My relationship with my abuser was short but it was extreme and life changing.
In the present day I’m no longer needing mental health support and I’m healthy and well, mentally and physically, but I do look at these pictures and feel sad at what those 6yrs have done to mine and my children’s body and mind.
I know many of you will have a similar timeline of photos and you will be facing so many struggles on a daily basis. You will probably sit and think back to calmer times, when you had more freedom and felt more useful.
I have no advice to offer and no magical solution. No top tips from me today.
I just want you to know that I do what I do because I want something better for the families I support.
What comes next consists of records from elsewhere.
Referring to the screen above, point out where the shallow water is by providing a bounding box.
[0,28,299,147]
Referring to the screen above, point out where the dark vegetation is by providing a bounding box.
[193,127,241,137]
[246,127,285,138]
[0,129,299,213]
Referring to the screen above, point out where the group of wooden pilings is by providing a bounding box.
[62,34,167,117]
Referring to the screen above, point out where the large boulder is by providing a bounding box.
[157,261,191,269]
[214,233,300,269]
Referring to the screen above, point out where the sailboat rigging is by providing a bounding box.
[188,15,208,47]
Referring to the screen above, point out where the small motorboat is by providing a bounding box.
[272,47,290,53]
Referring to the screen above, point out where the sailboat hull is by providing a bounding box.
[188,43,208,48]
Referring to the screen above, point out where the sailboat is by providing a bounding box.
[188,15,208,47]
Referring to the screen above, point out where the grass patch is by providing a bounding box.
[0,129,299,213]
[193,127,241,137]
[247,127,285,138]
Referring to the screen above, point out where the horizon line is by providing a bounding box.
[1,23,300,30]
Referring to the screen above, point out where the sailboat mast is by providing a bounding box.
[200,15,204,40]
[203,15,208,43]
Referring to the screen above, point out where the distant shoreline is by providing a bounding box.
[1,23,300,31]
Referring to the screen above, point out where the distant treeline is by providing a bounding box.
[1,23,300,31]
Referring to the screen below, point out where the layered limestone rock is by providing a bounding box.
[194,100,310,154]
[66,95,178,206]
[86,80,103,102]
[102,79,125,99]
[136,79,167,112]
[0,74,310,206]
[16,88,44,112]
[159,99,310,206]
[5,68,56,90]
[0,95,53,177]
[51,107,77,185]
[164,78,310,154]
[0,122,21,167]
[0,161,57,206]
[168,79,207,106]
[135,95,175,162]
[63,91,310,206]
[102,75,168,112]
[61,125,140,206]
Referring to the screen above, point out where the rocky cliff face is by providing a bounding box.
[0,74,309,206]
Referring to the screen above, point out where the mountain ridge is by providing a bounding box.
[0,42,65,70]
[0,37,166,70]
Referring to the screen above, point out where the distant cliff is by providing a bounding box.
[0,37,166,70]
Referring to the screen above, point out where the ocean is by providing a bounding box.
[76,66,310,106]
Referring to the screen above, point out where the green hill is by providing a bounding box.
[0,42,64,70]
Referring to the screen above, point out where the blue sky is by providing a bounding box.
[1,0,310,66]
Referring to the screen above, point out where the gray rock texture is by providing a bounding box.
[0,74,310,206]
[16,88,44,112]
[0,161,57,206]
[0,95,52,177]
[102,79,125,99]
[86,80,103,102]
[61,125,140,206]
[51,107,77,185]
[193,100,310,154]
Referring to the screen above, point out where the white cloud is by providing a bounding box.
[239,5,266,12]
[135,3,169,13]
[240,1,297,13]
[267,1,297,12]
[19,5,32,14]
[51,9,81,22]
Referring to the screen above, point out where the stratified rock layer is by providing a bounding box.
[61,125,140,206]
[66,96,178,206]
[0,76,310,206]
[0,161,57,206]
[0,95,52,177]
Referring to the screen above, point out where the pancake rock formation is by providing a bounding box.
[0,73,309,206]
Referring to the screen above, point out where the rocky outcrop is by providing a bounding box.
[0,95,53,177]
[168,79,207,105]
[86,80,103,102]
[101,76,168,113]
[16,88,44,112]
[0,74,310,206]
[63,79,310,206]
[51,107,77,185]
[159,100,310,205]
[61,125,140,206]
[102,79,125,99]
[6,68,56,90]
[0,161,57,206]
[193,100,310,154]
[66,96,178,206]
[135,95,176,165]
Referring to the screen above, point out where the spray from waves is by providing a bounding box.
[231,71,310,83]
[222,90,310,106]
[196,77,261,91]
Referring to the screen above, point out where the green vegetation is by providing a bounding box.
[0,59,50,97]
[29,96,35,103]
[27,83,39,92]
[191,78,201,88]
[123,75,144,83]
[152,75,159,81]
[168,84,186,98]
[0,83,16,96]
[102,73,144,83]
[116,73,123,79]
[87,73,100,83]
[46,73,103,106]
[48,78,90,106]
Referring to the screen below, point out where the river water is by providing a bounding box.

I want that because I know how horrible it can feel to be trapped and lost and broken by others and the systems.
I know what it’s like to be gaslighted and to call the police on someone you love. I know what it’s like to face court alone and to try every moment to keep the show on the road for your kids, whilst having panic attacks and breaking down in tears constantly. I know what it’s like to have put my kids at risk by allowing them to be around my attacker and I know what it’s like to parent in a way that I am not now proud of.
I don’t share feelings. I don’t like hugging others. I don’t like to cry, but I do like to find solutions to problems. That’s how I’ve always seen it. I move forward and I try to improve, day by day. Even if only in a tiny way, I seek out problems and I try to solve them.
If anyone needs any mental health support please know I am here and would never judge. Just messenger me and I can signpost or offer a kind word.
I have felt so alone in the past. So secretive and scared. The only way forward for me was to break the silence.
Much love and joy to you all today and always.